To be sure, RBC Centura is looking to grow in a sector that has seen a substantial downturn during the last several quarters since the implosion of the dot-com bubble. However, Mr. Keating is undeterred.
'While this is probably the most severe downturn in the sector, there have been others. We learned a lot over the past 15 years, and we've been able to manage through the ups and downs,' he said.
He described losses in Royal Bank's Canadian technology loan portfolio as 'minimal' and said the Knowledge Based Industries unit is among the most profitable, fastest-growing areas of the bank. However, he said he is glad that Royal Bank is only now getting started here. 'It's probably a good thing that we don't have a (U.S.) portfolio right now,' he said.
But Royal Bank is intent on making its mark in the United States. Since moving from Toronto to Raleigh, N.C., on Aug. 1, Mr. Keating has begun building his new U.S. organization. He has hired one person to work with him in Raleigh and is close to hiring bankers in two of the Southeast's other technology hot spots: Atlanta and the tech corridor in northern Virginia, outside Washington. And he foresees expansion to the Northeast next year, perhaps in conjunction with another bank acquisition in that region.
RBC Centura's new team of tech bankers will work alongside their counterparts at RBC Dain Rauscher Wessels, the Minneapolis investment bank that Royal Bank bought in January. Dain Rauscher is to work on any equity business that comes along. It is itself about to get bigger as it wraps up the acquisition of Boston brokerage Tucker Anthony Sutro this fall.

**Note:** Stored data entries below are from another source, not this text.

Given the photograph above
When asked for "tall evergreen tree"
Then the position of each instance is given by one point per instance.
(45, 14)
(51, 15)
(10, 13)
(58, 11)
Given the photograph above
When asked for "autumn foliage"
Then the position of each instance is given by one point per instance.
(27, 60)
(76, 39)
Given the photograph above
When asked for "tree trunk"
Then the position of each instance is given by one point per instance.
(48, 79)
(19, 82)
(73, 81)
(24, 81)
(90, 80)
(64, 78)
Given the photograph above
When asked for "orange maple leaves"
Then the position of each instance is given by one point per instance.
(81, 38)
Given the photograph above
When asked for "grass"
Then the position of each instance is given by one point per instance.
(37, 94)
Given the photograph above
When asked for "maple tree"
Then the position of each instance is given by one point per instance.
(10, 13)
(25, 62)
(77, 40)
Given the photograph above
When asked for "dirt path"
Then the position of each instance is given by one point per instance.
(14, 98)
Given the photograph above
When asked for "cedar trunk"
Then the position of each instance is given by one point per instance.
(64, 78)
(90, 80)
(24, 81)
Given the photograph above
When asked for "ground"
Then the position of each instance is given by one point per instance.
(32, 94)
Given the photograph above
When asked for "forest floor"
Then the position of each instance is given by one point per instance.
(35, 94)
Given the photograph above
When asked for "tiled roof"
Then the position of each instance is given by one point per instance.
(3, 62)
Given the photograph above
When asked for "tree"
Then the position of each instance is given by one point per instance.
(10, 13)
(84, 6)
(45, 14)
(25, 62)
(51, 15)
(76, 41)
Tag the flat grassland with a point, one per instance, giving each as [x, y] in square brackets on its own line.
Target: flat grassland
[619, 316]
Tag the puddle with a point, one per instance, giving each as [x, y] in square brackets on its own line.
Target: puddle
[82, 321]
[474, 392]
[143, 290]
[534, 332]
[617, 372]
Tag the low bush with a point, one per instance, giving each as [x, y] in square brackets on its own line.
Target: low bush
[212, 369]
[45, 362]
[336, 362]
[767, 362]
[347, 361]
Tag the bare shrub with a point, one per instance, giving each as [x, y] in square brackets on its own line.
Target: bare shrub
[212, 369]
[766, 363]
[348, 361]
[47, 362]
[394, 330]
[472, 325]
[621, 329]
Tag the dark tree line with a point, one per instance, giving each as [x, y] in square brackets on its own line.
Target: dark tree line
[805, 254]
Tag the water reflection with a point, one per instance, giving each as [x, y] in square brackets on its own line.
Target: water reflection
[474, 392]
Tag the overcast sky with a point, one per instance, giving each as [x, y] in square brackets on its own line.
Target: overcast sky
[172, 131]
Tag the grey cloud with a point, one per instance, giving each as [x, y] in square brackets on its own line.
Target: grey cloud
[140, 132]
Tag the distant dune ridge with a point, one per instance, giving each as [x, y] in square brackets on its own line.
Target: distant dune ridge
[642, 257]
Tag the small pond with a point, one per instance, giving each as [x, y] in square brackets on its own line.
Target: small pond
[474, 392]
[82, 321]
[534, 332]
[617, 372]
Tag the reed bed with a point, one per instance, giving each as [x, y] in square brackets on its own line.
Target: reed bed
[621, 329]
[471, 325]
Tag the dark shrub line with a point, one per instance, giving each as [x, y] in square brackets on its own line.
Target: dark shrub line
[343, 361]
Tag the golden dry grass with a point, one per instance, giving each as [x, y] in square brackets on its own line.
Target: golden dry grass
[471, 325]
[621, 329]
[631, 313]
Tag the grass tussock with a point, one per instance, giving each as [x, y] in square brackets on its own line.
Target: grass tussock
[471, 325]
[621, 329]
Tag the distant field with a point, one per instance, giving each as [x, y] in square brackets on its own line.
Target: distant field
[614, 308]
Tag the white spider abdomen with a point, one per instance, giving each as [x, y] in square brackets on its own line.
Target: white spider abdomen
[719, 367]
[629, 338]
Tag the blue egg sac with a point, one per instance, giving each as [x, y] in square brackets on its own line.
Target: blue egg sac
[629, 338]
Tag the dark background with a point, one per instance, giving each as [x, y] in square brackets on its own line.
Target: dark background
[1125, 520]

Using the model perfected north of the border, Mr. Keating's unit plans to use its debt underwriting capabilities to initiate relationships with U.S. tech firms. Beyond that, the parent hopes to supply other services as well, from cash management to global trade finance. The unit is to target information technology, including Internet, networking, and software firms; life sciences, including biotechnology, drug, and online health companies; and media and entertainment firms. Within these groups, RBC Centura is eyeing companies at all stages of growth, from start-ups to public companies. 'We like to refer to it as the 'life cycle' approach,' Mr. Keating said.
Though RBC Centura will be competing with banks like Silicon Valley Bancshares and Comerica's Imperial unit that have offices in the Research Triangle Park area, Michael Granger, an analyst at J.P. Morgan Securities Inc., said that Royal Bank's recent acquisitions here will stand the bank in good stead.
'We believe they will be able to leverage those acquisitions with the marketing and business profitability skills that have worked very well for the company in Canada,' he wrote in a recent research note.
But Mr. Keating said he already has scored his first coup, hiring technology loan specialist Chris Julich away from Imperial Bank's Raleigh office.
Even as Mr. Keating works on opening offices, he and Mr. Julich are off and running in Raleigh, with several million dollars of loans in the pipeline that are expected to close in the next two months, he said.